Non, le mot de la fin. Je m'en voudrais de faire une conclusion à la place du ministre. Il va conclure, le ministre, assurez-vous. Non, simplement, il est clair qu'aujourd'hui, le mot souveraineté numérique est rentré dans le débat public. La vraie question pour vous, quel est le point, quel est l'élément clé qui permettrait, effectivement, d'aller plus loin ? L'un des points que nous recommandons dans le rapport que nous avons fait, justement, sur l'IA en Europe, c'est évidemment cet endettement européen, des mécanismes d'aide aux entreprises, dont les PME.
Et aussi, et on en revient à la mission de votre ministère, c'est-à-dire accompagner à la fois les citoyens et les étudiants et les scolaires autour, effectivement, des questions d'IA, de risque, éthique, d'environnement de l'IA, y compris même sur leurs enjeux sociaux pour les temps à venir.
Alors, il y a plein de risques autour de l'IA. Oui. Mais moi, je connais bien notre ADN européen, comme tout le monde, mais il y a des risques. Si on se focalise trop sur les risques, on va faire des régulations extraordinaires et à la fin, on ne fera rien. Donc, oui, il y a des risques, je veux dire, enfin, bien sûr, il faut faire attention à ça, mais il faut aussi créer un champion. Aujourd'hui, on a un champion européen. Plusieurs, pourquoi pas ? Mais aujourd'hui, on y a, aujourd'hui, on a Mistral, c'est un super champion. Il faudrait qu'il y en ait d'autres. Il faut y aller, il faut avancer, il faut faire un champion européen.

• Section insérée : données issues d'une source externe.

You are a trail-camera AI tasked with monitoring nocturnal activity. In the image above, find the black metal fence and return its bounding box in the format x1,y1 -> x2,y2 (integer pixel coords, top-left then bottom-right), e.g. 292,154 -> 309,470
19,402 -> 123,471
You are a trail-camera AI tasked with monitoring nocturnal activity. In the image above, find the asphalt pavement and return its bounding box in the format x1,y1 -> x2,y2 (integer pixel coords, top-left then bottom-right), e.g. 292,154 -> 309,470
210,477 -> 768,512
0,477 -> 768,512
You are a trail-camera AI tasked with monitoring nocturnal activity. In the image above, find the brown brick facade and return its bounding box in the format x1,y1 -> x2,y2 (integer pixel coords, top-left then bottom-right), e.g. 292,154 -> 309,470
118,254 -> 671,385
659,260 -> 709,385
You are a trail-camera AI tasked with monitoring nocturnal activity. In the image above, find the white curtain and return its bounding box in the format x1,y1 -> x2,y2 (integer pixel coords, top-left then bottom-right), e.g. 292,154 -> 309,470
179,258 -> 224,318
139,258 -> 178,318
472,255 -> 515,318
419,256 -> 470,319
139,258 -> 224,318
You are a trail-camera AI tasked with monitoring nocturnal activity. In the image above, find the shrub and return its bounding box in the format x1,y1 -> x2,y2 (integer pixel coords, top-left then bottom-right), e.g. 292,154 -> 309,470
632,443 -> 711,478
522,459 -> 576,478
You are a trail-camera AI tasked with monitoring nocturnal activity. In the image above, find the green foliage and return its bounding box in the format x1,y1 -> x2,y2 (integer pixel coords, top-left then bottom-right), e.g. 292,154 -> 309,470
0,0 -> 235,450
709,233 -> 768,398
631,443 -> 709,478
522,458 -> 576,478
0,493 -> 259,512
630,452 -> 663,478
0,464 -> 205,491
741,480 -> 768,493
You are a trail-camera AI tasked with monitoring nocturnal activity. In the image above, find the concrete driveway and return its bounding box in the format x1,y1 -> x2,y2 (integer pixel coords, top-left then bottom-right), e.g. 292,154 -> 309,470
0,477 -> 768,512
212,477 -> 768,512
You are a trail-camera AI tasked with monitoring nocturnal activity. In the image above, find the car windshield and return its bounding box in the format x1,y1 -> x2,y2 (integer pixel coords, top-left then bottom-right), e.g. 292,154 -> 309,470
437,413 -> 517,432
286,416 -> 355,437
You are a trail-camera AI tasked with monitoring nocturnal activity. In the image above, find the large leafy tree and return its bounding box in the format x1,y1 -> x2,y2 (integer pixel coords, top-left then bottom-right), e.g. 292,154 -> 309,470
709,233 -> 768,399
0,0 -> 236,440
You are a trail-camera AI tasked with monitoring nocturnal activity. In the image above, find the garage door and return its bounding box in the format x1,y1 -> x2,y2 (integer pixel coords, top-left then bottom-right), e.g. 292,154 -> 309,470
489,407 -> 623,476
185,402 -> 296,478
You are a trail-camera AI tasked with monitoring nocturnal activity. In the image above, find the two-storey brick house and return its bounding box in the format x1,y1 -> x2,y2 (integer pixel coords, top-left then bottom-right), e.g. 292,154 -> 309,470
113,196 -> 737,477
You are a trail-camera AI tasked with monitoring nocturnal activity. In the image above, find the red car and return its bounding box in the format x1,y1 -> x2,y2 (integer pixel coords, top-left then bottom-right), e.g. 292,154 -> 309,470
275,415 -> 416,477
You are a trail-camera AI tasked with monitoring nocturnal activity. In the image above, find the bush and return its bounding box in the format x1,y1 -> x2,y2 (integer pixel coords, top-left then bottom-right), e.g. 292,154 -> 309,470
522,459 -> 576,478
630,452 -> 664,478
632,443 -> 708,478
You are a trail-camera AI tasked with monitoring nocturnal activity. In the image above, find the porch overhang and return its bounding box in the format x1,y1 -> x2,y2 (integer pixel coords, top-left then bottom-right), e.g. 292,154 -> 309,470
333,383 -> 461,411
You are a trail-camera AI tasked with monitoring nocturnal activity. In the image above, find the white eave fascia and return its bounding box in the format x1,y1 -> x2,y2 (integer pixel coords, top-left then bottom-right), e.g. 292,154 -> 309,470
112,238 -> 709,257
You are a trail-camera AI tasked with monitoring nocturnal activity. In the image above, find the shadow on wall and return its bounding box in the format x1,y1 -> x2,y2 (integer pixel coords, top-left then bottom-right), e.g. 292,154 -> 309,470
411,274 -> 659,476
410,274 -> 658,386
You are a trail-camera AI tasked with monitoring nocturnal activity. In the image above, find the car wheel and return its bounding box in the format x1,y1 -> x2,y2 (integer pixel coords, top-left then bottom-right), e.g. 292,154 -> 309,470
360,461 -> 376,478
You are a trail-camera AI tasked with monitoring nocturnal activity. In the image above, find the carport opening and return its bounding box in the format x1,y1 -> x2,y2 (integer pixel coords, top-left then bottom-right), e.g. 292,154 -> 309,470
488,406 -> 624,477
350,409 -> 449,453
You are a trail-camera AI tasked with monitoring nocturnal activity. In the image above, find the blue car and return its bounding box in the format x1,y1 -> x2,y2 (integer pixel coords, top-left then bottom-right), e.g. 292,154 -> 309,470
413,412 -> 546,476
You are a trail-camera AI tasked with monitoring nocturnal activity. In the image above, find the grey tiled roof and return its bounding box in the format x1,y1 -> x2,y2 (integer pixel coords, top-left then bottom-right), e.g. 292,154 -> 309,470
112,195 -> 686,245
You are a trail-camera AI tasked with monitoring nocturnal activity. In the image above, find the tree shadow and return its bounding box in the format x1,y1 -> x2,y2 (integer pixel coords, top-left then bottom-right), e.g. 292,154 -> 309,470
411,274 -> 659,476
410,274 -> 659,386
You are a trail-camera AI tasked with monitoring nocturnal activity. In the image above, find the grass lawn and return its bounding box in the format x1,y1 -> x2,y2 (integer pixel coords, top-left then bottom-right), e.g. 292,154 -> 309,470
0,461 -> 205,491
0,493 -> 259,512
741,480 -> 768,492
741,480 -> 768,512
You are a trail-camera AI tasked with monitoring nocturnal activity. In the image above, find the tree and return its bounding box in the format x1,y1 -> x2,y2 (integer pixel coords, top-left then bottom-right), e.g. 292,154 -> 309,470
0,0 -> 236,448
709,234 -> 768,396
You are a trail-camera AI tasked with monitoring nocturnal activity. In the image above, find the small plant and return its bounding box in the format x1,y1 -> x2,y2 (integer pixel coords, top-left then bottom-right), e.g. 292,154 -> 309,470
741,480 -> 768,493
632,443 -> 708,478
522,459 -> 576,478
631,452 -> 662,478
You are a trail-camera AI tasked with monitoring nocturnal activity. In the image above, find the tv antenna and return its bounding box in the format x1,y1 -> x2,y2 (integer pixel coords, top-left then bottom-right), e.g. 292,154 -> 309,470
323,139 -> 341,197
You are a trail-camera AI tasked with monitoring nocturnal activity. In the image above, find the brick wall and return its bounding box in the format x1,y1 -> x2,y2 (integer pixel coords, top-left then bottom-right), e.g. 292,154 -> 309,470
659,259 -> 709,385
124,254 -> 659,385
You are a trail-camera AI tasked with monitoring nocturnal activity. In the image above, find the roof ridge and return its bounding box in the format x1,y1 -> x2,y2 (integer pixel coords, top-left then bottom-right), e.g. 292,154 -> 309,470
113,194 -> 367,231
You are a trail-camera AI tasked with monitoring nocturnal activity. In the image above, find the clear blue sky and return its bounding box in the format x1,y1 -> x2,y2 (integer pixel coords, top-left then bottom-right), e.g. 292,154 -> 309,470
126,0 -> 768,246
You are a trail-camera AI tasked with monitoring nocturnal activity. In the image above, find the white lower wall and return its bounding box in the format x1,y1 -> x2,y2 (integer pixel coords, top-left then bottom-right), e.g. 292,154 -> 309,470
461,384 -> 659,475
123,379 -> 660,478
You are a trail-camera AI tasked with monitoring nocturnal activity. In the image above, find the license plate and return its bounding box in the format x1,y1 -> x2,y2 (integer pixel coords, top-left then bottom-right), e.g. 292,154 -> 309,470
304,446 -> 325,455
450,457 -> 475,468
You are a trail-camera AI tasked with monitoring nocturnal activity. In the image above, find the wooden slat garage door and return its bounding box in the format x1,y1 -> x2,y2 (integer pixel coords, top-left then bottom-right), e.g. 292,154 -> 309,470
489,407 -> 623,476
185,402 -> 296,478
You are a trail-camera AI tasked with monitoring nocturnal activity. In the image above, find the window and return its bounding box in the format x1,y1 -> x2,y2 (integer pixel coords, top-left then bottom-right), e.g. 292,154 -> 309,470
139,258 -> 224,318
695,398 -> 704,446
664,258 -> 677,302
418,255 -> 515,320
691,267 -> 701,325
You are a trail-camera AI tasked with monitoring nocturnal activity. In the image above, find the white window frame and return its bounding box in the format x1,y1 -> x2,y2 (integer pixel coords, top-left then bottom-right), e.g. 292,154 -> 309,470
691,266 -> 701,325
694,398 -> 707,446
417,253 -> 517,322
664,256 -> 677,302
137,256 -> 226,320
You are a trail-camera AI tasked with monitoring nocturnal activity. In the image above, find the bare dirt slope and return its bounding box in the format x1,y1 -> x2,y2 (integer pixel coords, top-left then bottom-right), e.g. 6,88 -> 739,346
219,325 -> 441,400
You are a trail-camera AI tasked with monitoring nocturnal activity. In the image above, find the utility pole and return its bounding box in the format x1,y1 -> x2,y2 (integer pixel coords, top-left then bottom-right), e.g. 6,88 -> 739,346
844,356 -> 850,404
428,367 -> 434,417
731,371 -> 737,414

On a une opportunité aujourd'hui qui est une opportunité en or, c'est maintenant et ce n'est pas dans deux ans, ce n'est pas dans trois ans qu'il faudra investir et c'est maintenant, en tant qu'Européen, qu'il faut développer.

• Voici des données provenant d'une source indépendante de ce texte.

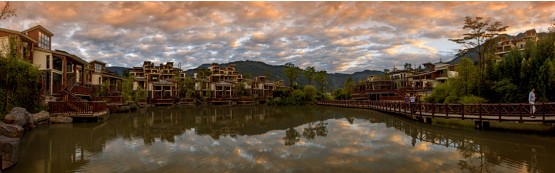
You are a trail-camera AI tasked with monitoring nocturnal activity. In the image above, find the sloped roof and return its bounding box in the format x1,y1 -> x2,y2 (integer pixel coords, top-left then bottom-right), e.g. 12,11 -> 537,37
152,80 -> 174,85
54,49 -> 88,64
22,25 -> 54,36
0,28 -> 37,43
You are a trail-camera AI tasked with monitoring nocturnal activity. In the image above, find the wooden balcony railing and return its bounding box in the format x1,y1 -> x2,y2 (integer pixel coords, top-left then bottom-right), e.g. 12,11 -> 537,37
71,85 -> 92,95
318,100 -> 555,122
52,85 -> 64,94
93,96 -> 123,104
48,101 -> 108,115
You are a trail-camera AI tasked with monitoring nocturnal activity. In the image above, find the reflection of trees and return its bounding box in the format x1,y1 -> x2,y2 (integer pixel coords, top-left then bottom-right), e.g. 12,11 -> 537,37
303,122 -> 316,139
303,120 -> 328,139
314,120 -> 328,136
283,127 -> 301,146
358,105 -> 555,172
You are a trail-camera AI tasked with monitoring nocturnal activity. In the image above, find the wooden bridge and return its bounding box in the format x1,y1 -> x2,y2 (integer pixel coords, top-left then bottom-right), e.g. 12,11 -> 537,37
318,100 -> 555,126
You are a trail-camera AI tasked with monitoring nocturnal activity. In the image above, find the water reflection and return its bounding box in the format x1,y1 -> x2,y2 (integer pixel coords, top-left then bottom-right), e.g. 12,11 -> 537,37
8,106 -> 555,172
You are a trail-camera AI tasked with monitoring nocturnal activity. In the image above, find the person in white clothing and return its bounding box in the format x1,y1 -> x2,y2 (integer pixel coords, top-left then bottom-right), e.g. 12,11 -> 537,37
410,94 -> 416,113
528,88 -> 536,118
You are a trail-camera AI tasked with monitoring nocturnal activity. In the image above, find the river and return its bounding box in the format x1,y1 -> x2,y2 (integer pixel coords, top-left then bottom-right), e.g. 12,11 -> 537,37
5,105 -> 555,173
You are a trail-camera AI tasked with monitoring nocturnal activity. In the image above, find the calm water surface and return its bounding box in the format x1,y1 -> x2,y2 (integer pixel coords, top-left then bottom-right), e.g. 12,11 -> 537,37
6,106 -> 555,173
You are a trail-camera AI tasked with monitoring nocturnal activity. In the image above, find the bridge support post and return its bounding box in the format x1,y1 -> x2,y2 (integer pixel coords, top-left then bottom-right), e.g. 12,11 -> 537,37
474,120 -> 490,129
474,121 -> 482,129
424,117 -> 432,124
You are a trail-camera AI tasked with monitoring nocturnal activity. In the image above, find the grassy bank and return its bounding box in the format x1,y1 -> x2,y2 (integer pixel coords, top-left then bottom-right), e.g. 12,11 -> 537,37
432,118 -> 555,134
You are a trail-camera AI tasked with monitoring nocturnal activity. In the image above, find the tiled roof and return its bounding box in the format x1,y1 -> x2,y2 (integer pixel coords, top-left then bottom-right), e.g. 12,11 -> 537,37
22,25 -> 54,36
0,28 -> 37,43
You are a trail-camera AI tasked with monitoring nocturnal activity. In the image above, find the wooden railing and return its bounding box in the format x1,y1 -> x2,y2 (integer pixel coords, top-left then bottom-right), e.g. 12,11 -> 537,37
71,85 -> 92,95
92,96 -> 123,104
318,100 -> 555,122
48,101 -> 108,115
150,97 -> 179,104
52,85 -> 64,94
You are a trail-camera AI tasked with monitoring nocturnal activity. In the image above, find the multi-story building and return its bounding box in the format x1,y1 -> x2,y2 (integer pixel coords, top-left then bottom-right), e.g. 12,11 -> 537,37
194,63 -> 283,99
409,62 -> 458,90
0,25 -> 88,96
193,63 -> 243,99
87,60 -> 123,96
495,29 -> 538,57
248,76 -> 283,98
0,28 -> 37,62
129,61 -> 181,100
389,70 -> 414,88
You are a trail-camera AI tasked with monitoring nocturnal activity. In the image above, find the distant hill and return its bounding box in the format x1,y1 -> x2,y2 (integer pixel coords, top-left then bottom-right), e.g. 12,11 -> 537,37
447,32 -> 548,64
106,61 -> 383,91
185,61 -> 383,91
106,67 -> 129,77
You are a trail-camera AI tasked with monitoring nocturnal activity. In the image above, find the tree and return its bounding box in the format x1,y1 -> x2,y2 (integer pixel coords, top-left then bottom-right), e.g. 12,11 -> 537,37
121,76 -> 135,101
449,16 -> 509,94
344,75 -> 355,91
405,63 -> 412,70
314,70 -> 328,93
0,1 -> 17,20
547,19 -> 555,33
0,36 -> 41,112
454,58 -> 477,96
304,66 -> 316,85
283,62 -> 300,87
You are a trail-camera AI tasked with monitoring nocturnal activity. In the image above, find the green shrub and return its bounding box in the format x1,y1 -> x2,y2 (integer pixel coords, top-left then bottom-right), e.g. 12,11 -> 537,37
459,95 -> 487,104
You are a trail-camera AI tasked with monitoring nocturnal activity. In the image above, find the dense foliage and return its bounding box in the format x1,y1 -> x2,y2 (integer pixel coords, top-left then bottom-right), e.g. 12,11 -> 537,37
426,33 -> 555,103
266,85 -> 331,105
0,37 -> 41,112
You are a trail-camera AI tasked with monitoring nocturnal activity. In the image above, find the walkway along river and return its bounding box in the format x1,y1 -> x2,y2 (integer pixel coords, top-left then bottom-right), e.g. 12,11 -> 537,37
318,100 -> 555,128
5,105 -> 555,173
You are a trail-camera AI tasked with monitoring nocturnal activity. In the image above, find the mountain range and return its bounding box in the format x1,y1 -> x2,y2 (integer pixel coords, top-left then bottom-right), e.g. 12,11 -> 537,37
106,60 -> 383,91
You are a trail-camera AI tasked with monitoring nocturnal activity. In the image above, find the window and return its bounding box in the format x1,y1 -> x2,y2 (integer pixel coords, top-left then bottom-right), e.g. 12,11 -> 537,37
66,63 -> 73,73
94,64 -> 102,73
46,55 -> 50,69
39,32 -> 50,50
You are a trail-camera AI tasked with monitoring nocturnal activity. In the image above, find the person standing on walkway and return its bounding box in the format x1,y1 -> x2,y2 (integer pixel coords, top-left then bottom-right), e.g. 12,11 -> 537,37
528,88 -> 536,118
405,94 -> 409,109
410,94 -> 416,113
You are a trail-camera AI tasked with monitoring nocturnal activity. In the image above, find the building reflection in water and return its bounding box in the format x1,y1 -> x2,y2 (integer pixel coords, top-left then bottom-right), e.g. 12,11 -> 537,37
7,105 -> 555,172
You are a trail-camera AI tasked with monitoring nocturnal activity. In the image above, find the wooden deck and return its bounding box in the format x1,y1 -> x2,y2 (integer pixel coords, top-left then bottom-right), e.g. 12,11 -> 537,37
318,100 -> 555,123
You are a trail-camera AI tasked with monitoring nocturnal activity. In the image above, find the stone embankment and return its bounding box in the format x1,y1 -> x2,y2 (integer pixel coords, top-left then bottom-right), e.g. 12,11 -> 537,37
0,107 -> 73,172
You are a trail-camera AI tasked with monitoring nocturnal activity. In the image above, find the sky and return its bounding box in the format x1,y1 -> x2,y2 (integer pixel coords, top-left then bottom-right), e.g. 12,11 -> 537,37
0,1 -> 555,73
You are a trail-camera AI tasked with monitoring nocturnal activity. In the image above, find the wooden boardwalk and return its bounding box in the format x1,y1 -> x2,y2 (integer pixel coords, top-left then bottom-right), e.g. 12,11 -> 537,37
318,100 -> 555,123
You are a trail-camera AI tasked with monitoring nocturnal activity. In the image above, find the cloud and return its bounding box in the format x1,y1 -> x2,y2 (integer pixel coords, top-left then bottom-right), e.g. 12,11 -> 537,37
0,2 -> 555,73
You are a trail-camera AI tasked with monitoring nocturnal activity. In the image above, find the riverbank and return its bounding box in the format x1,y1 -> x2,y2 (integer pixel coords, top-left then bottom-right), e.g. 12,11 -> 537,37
318,100 -> 555,133
6,105 -> 555,173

Merci Bernard Benhamou d'être venu sur le plateau de l'Indice et Politique. Demain, ce sera la panthéonisation de Marc Bloch, historien résistant, arrêté par les nazis en 1944, exécuté par la Gestapo, auteur notamment de l'étrange défaite sur la débâcle française en 1940. Pour vous, quel symbole c'est Marc Bloch ? Universitaire, je le dis encore.
C'est d'abord une vie extraordinaire, un homme extraordinaire et puis c'est l'historien, parce que non seulement c'est un historien qui a changé la façon de penser l'histoire. C'est-à-dire que non seulement ça a été un historien exemplaire, etc., mais il a révolutionné sa discipline. Et encore aujourd'hui, ce qu'il a pensé, les annales, etc., ça a changé la manière de faire de l'histoire. Ça, c'est la première chose.
Après, c'est évidemment le résistant, c'est un homme qui a su dire non, c'est un homme qui a su aussi s'engager, c'est un homme qui a été aussi capable dans l'étrange défaite, par exemple, de critiquer le monde dans lequel il vivait, de critiquer, mais dans un sens constructif, c'est-à-dire qu'il avait un regard sur la manière dont on éduquait, la manière dont fonctionnait l'université, qui était parfois dure, et en même temps, toujours avec une volonté de faire avancer, de faire bouger les choses. Et puis, évidemment, le discours, et encore une fois, j'en reviens à l'étrange défaite, c'est aussi un discours qui résonne tout particulièrement aujourd'hui, évidemment.
C'est quoi, l'étrange défaite, aujourd'hui ? L'étrange défaite, aujourd'hui, c'est parfois un sentiment d'impuissance collective qui nous prend et dont on doit sortir parce que nous organisons notre propre impuissance en la pensant. Donc, il faut aussi se projeter vers l'avenir.
Merci, Philippe Baptiste, d'être venu sur le plateau de l'Indicé politique. Demain, donc, événement, la panthéonisation de Marc Bloch par Emmanuel Macron, demain soir. Merci encore. Bonne soirée sur LCP et rendez-vous lundi prochain pour un nouveau numéro de l'Indicé politique.